Monika Jeske stellte die Situation der Jugendlichen eindrucksvoll dar. Sie erzählte, dass sie seit einem Jahr auf der Suche nach einem Ausbildungsplatz sei und immer wieder Absagen bekommt. Damit sei sie sicher nicht alleine. Sie habe allerdings nun eine Chance auf einen Platz bei der BVG oder den Wasserwerken. Doch hier wurde ihr schon jetzt deutlich gemacht, dass es auf Übernahme kaum Hoffnung gibt, denn es gibt nun seit mehreren Jahren Einstellungsstopp bei beiden Betrieben. Auch hier ist es ganz klar notwendig, eine kämpferische politische Alternative zu rot-roter Senatspolitik zu unterstützen.

Stehenden Beifall bekam auch Renate Herranen, die ebenfalls kandidiert und sich als Erzieherin sehr gut mit dem Bereich Kitas auskennt. Sie berichtete vom Privatisierungsprogramm des Senats im Kitabereich. Sie berichtete auch von einem Skandal, der bisher gegen die FDP vorgebracht wurde, nämlich dass Erwerbslose diskrimniert werden, indem ihnen nur eine Halbtags-Kitastelle zugestanden wird. Genau dasselbe hat nun auch der rot-rote Senat beschlossen. Sie brachte den Saal zum Toben als sie fragte, ob sie denn den Kindern sagen solle, das ist nunmal so, aber dafür gibt es eine neue Linke!

In keinem einzigen Beitrag nahmen die VertreterInnen des Bundesvorstands under der Berliner Minderheit Bezug auf die Beiträge der Delegierten, die mit konkreten Beispielen den Sozialabbau in Berlin durch den Senat anprangerten.

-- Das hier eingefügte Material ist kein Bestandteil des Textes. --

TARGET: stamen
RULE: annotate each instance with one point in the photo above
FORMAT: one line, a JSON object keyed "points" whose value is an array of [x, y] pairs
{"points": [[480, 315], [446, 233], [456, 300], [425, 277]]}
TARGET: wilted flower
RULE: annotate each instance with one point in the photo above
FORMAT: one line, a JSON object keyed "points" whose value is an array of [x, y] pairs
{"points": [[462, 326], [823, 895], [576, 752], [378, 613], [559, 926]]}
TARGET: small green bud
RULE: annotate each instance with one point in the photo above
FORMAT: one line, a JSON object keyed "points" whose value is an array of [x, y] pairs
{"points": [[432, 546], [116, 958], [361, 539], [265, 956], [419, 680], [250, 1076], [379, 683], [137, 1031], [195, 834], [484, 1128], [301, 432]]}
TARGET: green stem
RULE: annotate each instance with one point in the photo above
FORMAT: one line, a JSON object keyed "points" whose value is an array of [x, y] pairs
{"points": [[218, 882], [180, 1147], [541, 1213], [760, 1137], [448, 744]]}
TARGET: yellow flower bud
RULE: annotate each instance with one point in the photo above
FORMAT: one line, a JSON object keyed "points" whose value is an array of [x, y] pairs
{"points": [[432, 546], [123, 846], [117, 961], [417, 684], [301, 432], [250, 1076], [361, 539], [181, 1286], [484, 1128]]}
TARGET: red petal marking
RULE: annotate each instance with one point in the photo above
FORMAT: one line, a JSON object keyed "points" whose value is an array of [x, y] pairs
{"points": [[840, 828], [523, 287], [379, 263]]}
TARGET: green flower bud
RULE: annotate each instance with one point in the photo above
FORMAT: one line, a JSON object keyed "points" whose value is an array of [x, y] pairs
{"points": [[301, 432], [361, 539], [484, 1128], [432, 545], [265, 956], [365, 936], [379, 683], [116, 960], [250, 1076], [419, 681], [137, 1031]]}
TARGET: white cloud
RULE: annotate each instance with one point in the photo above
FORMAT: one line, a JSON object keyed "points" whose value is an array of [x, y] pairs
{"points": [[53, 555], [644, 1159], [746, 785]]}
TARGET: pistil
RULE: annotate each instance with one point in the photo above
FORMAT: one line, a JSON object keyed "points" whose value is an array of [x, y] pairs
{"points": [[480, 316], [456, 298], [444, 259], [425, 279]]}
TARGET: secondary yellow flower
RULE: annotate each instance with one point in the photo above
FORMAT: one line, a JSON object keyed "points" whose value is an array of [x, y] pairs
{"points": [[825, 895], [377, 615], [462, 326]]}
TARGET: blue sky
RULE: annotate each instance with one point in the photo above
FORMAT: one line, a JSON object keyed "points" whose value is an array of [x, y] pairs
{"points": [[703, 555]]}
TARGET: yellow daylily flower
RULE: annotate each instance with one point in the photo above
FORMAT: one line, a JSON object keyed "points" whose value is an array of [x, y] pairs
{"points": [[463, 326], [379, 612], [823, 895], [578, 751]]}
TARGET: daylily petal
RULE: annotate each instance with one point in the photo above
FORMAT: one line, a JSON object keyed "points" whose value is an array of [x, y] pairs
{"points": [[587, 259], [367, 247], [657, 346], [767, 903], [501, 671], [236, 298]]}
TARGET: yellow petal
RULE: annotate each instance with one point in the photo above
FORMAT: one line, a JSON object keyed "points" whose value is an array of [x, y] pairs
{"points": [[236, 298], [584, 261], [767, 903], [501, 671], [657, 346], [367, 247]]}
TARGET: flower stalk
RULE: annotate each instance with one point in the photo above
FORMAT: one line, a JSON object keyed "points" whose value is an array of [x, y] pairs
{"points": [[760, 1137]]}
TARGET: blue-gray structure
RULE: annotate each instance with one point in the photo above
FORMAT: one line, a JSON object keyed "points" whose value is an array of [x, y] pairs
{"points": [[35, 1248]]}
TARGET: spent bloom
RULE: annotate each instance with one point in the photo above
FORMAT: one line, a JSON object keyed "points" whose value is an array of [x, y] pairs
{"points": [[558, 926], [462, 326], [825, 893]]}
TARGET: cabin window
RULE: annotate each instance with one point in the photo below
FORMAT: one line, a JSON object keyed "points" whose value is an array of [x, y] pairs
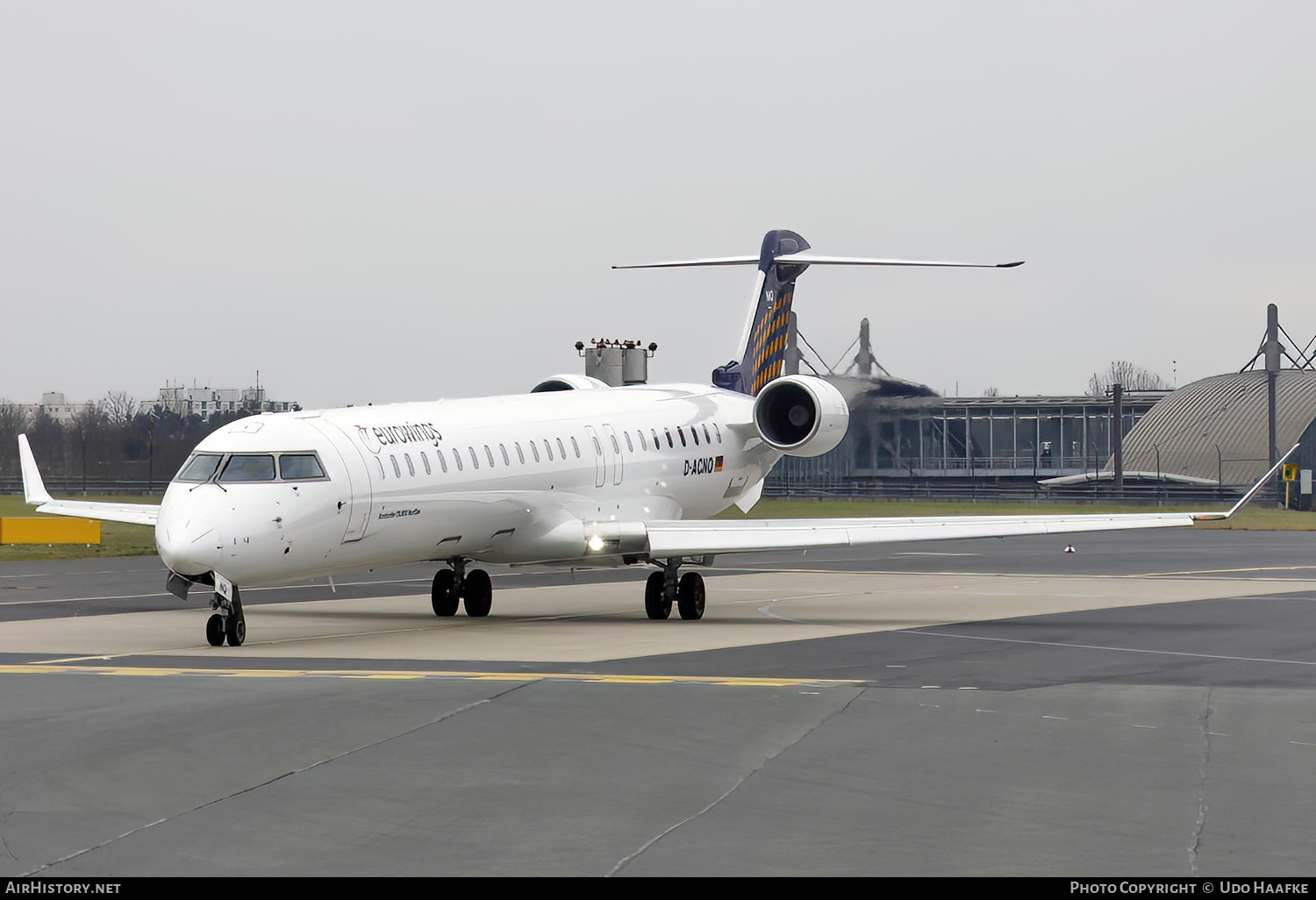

Man bekam den Eindruck, dass ihnen die Erfahrungen von den KollegInnen bei Charite oder Kitas, wie auch das von Jugendlichen nicht sehr nahe sind. Die Beliner Delegierten wiesen provokative Äußerungen von Axel Troost, Mitglied vom Bundesvorstand und von der Bundestagsfraktion wie “wir werden erfolgreich verhindern, dass hier unter dem Namen der Bundes-WASG kandidiert wird” eindeutig und selbstbewusst zurück. Stattdessen Der Parteitag traf entsprechende Beschlüsse, die sowohl die Kandidatur bestätigen, wie auch dem Landesvorstand das politische Vertrauen aussprachen. Natürlich wird es jetzt auch um eine juristische Auseinandersetzung gehen, sowohl um die Frage der Absetzung des Landesvorstands als auch um die Frage der Kandidatur, da Aydin erklärt hat, die Wahlanzeige beim Landeswahlleiter zurückzuziehen. Politisch ist sich die Mehrheit der Berliner WASG einig und hat eindrucksvoll deutlich gemacht, dass sie es nicht aufgeben wird, die soziale Opposition und die “Neue Linke”, gemeinsam mit den vom Sozialabbau Betroffenen, weiter aufzubauen.